I’m TotD! How are you?

“–of wealth and…could you not interrupt me, please?”

Gosh, I’m sorry. You had a whole thing you were gonna say, didn’t you?

“Yeah. There’s a rhythm to it.”

So sorry. So, so sorry.

“May I continue?”

Go to it. Again: I apologize.

“Please allow me to introduce myself. I’m man of wealth and taste.”

Guy Fieri?

“I’ve been around…what?”

Are you Guy Fieri?

“Guy Fieri just has wealth.”

The taste is in the donkey sauce.

“I’m not Guy Fieri.”

I interrupted you again.

“You did. You absolutely did.”

Sorry. Again: I am sorry.

“I’ve been around for a long, long year. Stole many a man’s soul to waste.”

You still sound a lot like Guy Fieri.

“Guy Fieri doesn’t steal souls!”

He steals hearts.

“Hearts are not souls!”

They’re comparable.

“They’re not! Shut up and listen to me!”

Dude. We are not close enough for you to take that tone. I mean, I don’t even know your name yet.

“I’m trying to tell you my name.”

I’ll be quiet. Do your thing, man.

“Thank you. I was ’round when Jesus Christ had his moment of doubt and pain. Made damn sure–”

Did you help Him?

“–that Pilate washed…what?”

Did you help Jesus?

“No. I was there. I was there.”

And you didn’t help? I once held up traffic on the New Jersey Parkway to rescue a turtle; you didn’t give the Son of God a helping hand?

“That’s not why I was there.”

We all make choices, muchacho.

“Do not call me ‘muchacho.'”

No one likes being called that.

“I’m gonna continue.”

Hope so.

“Pleased to meet you.
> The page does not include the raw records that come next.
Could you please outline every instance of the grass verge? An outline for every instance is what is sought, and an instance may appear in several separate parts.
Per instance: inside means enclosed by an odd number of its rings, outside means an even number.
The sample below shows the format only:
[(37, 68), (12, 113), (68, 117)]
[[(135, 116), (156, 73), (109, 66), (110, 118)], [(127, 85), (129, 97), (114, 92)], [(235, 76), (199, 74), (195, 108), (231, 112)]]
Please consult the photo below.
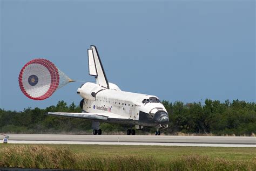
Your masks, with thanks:
[[(100, 170), (256, 170), (254, 148), (220, 147), (216, 150), (218, 148), (99, 145), (68, 147), (2, 145), (0, 167)], [(214, 152), (218, 153), (225, 149), (237, 151), (240, 155), (227, 158), (223, 153), (213, 156), (212, 153), (209, 153), (215, 150)], [(159, 150), (161, 153), (160, 156)], [(190, 153), (191, 151), (194, 153)], [(116, 153), (117, 151), (119, 153)], [(140, 153), (134, 153), (136, 151)], [(201, 154), (200, 151), (208, 153)]]

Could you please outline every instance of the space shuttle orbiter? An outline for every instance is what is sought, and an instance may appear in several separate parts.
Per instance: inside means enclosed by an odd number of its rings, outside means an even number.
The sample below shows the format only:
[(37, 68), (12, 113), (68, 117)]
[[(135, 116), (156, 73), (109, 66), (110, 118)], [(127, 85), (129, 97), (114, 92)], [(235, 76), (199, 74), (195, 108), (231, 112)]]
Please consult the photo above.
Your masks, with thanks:
[[(96, 83), (86, 83), (77, 90), (83, 99), (82, 113), (49, 112), (48, 114), (82, 118), (92, 121), (93, 134), (102, 134), (99, 122), (106, 122), (136, 126), (155, 127), (156, 135), (168, 127), (168, 113), (159, 99), (154, 96), (121, 91), (109, 83), (95, 46), (88, 49), (89, 74)], [(135, 129), (128, 129), (127, 134), (134, 135)]]

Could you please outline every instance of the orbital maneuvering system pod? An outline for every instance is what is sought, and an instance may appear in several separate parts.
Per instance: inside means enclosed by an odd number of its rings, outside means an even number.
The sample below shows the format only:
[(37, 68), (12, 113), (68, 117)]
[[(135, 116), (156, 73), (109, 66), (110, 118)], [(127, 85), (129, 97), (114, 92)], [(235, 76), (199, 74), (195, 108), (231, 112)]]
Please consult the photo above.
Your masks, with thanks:
[[(49, 112), (48, 115), (82, 118), (92, 121), (93, 134), (102, 134), (99, 122), (112, 122), (136, 126), (154, 127), (156, 135), (168, 127), (169, 117), (166, 110), (154, 95), (122, 91), (109, 83), (95, 46), (88, 49), (89, 75), (96, 83), (86, 83), (77, 90), (82, 98), (82, 113)], [(33, 100), (43, 100), (70, 82), (75, 81), (50, 61), (36, 59), (22, 69), (19, 83), (23, 93)], [(135, 129), (128, 129), (127, 135), (135, 135)]]

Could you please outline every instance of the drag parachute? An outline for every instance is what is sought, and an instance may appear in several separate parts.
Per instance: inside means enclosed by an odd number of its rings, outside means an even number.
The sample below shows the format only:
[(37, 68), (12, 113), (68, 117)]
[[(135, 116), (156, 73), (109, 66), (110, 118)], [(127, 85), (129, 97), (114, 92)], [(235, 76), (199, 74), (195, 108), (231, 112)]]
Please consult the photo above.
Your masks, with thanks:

Hope you guessed my name.”

I did. I guessed you were Guy Fieri and you got mad.

“I’m not Guy fucking Fieri.”

You should be so lucky! That man has raised millions for charity.

“I think what’s puzzling you is the nature of my game.”

Mah Jongg?

“I stuck around Saint…what?”

Is your game Mah Jongg?

“No.”

People think it’s for old ladies, but it’s a hoot. You can get some big money games going.
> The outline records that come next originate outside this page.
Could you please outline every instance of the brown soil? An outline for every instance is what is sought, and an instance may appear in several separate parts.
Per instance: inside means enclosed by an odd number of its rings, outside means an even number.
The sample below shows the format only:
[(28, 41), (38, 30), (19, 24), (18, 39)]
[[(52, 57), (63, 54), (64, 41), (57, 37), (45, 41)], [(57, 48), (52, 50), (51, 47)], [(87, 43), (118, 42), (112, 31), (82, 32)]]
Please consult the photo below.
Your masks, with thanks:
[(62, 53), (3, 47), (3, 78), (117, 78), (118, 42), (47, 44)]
“Mah Jongg is not my game.”

Very fun.

“I was in the middle of a statement.”

Go to it.

“I stuck around St. Petersburg when I saw it was–”

Florida?

“–time for a change. What?”

St. Petersburg, Florida?

“Russia.”

You should have been more specific.

“If you hadn’t interrupted me, the next thing I was about to say would’ve clarified my position.”

Wow. What a rude guy I am. Sorry, my dude.

“I killed the Czar and his ministers. Anastasia screamed in rage.”

Oh, yeah. That’s Russia. There are few to no czars in Florida.

“Context is important.”

Wait. Are you the Devil?

“I have, like, four more verses to get through.”

Unnecessary! I figured it out! You’re the Devil.

“Yes, okay, I’m the Devil. But I have some real deep shit to say about humanity, and its nature.”

I’ll bet! You must have some stories, The Devil!

“Your tone of voice is not rubbing me the right way.”

Well, you’re the one who talked shit about Guy Fieri and didn’t help Jesus.

“I’m the Devil!”

How’s that working out for you? You happy?

“What?”

Are you happy, The Devil?

“Call me Lou.”

Absolutely not. Listen, man: go back to Hell and think about the kind of Supreme Evil you wanna be.

“Do not speak to me that way.”

I can speak to you any way I want. Because I have…THIS!

AN OVERCONFIDENT IDIOT PRODUCING A CRUCIFIX NOISE

“I’m not a dracula, man.”

This doesn’t work on you?

“No.”

Silver bullet?

“I’m gonna walk away from you and pretend this didn’t happen.”

Bitchin’.

4 Comments

  1. dawn

    did you really rescue a turtle on the parkway? was there a lot of traffic?

    • Tor Haxson

      I somehow think that this is the reply of the century.

  2. MJK

    Roth’sj novels always had some mah jongg action going down for the neighborhood yenta’s, but i digress.

  3. mikemj Lawrence

    Funny post; and I have I Lucifer by Glenn Duncan waiting on deck.